A proximité du centre Pompidou, le plan d’eau qui jouxte l’IRCAM comporte plusieurs machines de Tinguely et des pièces de Niki de Saint Phalle qui déclenchent le mitraillage des appareils photo des touristes, un art un peu populaire, un peu ludique où les formes tiennent lieu de théorie.

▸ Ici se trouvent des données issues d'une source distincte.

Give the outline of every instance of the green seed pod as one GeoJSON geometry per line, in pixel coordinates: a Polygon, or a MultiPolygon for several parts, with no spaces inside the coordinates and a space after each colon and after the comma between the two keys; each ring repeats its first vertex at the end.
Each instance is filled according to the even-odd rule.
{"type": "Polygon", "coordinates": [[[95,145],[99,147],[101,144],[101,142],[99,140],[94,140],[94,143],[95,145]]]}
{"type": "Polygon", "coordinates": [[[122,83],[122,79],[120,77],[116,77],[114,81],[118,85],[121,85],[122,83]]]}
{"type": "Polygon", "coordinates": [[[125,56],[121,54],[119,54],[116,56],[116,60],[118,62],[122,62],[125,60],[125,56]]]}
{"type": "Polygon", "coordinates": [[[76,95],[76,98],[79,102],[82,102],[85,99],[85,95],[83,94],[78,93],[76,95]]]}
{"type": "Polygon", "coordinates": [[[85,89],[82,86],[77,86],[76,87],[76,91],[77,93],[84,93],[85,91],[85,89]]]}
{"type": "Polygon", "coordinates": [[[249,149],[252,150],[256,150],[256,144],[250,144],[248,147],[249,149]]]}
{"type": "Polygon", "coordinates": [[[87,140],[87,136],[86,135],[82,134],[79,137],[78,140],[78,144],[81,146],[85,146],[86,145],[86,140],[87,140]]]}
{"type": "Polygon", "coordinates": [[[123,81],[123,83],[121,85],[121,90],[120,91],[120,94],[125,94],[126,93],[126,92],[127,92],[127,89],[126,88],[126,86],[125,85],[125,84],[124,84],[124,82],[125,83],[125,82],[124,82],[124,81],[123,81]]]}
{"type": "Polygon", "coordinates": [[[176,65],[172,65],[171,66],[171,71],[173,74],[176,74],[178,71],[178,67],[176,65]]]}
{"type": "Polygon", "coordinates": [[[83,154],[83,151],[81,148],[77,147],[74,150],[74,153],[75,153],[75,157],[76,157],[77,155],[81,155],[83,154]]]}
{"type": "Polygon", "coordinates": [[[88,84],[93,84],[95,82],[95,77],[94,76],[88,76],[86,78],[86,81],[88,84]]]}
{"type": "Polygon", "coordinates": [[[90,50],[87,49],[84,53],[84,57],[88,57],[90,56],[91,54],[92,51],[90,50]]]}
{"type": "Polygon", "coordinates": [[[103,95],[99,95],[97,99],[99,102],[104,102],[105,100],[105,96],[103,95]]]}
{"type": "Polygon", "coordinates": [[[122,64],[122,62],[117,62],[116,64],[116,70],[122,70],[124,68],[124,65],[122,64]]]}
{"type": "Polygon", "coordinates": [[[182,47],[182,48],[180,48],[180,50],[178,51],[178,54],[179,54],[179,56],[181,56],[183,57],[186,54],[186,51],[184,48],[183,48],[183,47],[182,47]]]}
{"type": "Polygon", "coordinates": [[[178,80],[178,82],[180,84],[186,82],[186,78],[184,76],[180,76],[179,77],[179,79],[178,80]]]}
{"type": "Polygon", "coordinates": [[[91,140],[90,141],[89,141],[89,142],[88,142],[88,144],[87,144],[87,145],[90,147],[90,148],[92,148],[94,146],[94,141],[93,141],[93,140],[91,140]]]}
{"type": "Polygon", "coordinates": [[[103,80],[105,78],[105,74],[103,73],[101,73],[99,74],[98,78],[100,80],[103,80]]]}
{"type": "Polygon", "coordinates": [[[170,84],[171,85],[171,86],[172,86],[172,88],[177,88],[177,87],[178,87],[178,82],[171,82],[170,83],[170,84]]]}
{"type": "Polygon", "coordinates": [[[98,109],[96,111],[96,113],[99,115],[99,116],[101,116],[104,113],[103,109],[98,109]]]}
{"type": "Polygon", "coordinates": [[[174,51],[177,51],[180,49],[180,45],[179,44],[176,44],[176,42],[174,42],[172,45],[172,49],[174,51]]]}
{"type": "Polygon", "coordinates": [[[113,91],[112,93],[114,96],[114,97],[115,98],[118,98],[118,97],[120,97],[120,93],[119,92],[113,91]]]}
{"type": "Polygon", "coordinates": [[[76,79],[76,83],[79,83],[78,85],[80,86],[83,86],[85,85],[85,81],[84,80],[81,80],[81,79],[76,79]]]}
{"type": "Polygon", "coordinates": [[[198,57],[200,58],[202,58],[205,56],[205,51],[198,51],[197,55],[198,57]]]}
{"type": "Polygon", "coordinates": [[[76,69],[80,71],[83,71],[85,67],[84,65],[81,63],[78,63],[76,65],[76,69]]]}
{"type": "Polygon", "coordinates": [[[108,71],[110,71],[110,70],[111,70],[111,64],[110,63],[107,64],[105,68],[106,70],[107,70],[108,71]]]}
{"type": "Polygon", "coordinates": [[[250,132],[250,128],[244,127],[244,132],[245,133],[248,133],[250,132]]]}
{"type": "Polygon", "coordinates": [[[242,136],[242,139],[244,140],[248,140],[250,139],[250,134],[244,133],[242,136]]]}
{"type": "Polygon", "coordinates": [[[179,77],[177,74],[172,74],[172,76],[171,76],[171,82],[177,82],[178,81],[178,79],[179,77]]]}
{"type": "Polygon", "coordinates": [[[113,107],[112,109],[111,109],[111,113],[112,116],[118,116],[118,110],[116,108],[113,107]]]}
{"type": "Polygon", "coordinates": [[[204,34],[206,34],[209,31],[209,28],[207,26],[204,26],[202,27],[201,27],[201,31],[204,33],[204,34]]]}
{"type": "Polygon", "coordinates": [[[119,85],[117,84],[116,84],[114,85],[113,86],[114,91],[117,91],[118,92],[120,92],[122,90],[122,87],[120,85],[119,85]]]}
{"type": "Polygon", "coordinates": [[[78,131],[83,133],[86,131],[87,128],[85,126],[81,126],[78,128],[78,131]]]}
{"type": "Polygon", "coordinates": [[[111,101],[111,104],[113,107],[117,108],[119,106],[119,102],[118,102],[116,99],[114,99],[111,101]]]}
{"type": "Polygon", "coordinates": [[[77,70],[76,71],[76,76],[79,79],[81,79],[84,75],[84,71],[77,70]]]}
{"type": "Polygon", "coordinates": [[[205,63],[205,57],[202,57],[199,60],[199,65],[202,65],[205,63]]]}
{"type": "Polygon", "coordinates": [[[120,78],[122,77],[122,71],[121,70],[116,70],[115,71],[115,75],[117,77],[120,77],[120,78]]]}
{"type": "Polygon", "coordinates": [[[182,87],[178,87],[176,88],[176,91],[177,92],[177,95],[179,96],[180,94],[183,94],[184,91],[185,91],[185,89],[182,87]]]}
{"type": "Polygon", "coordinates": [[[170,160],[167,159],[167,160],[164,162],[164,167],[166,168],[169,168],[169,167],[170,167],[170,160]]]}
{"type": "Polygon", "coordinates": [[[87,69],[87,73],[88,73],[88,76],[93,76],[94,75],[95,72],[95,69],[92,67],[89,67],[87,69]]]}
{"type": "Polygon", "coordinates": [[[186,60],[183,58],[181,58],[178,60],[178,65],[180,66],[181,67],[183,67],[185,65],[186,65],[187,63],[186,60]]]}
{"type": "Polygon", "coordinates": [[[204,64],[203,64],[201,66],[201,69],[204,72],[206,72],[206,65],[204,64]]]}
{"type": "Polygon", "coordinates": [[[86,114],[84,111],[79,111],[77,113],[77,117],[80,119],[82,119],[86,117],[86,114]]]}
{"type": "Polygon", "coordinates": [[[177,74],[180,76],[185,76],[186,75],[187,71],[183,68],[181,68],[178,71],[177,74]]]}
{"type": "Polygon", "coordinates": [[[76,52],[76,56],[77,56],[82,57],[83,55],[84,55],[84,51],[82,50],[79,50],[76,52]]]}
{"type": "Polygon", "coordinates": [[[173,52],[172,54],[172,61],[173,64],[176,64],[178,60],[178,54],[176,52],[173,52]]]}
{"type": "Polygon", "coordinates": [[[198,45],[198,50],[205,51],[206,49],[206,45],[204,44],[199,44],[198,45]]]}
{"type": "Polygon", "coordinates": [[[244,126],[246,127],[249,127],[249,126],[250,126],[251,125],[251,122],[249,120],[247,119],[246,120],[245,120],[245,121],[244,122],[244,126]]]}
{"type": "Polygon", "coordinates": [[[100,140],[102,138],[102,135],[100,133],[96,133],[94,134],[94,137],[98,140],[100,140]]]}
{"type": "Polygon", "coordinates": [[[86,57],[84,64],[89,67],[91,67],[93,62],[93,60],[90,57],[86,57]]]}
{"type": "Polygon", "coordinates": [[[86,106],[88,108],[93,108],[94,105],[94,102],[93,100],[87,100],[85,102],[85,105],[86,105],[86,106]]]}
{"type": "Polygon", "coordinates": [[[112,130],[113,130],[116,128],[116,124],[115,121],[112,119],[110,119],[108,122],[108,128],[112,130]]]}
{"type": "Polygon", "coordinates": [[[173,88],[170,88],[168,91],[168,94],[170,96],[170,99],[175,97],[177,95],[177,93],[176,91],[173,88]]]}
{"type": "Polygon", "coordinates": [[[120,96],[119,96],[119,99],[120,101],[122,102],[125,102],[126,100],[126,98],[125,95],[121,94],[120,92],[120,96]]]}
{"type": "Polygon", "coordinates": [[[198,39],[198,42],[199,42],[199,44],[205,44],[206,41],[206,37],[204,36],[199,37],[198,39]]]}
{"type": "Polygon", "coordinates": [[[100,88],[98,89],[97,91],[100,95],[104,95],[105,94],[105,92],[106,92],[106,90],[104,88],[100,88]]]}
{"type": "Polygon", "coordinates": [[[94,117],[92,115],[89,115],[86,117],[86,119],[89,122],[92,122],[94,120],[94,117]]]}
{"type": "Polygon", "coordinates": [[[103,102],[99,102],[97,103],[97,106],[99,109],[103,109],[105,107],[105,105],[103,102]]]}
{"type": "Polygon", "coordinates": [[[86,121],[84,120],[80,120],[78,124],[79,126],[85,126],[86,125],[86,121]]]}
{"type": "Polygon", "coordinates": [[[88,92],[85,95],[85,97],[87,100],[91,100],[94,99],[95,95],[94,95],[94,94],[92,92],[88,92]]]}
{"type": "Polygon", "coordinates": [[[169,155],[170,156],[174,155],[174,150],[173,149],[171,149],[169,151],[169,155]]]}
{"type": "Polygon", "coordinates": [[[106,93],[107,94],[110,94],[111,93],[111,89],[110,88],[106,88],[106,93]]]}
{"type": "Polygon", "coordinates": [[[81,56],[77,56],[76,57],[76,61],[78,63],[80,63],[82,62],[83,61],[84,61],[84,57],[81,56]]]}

Niki de Saint Phalle est décédée en Californie en 2002, laissant une œuvre abondante développée durant plusieurs décennies, tant aux Etats-Unis où elle exposa aux côtés de Lichtenstein et Warhol, où elle vécut, qu’en France. Sa carrière et sa visibilité ont certainement souffert de cette double identité, américaine et française, et son œuvre si bruyante, sincère, émotionnelle et cathartique a été un peu occultée, peut-être trop orientée vers l’art brut qui est toujours resté un peu marginal par rapport à ce qu’ont choisi de privilégier les institutions de l’art. Et puis pour la génération à laquelle elle appartenait, en tant qu’artiste femme, l’heure n’était pas venue de faire place à part entière à ce « Deuxième sexe ». Le musée d’art moderne et contemporain de Nice (MAMCO) montre en permanence un ensemble, un legs, de belles pièces de Niki de Saint Phalle.
L’exposition du grand palais révèle l’essentiel de l’œuvre de Niki de Saint Phalle, autant par les pièces exposées que par les divers moyens de représenter ce qui est monumental et donc intransportable, autant, également par la documentation ici rassemblée. Comme souvent en ce lieu à l’architecture très grandiloquente, trop grandiloquente, même dans les salles, les œuvres ont quelque peine à se percevoir en toute sérénité, ce qui est le cas ici et on peut aisément imaginer un contexte plus sobre permettant de mieux focaliser le regard sur les pièces exposées. Et comme il se fait en ce Grand Palais, compte tenu d’espaces tellement vastes, l’exposition dépasse un peu la mesure du nécessaire pour montrer, révéler, expliquer Niki de Saint Phalle. Comme pour les expositions Braque ou Dynamo, le choix des œuvres gagnerait sans doute à être plus judicieusement sélectif.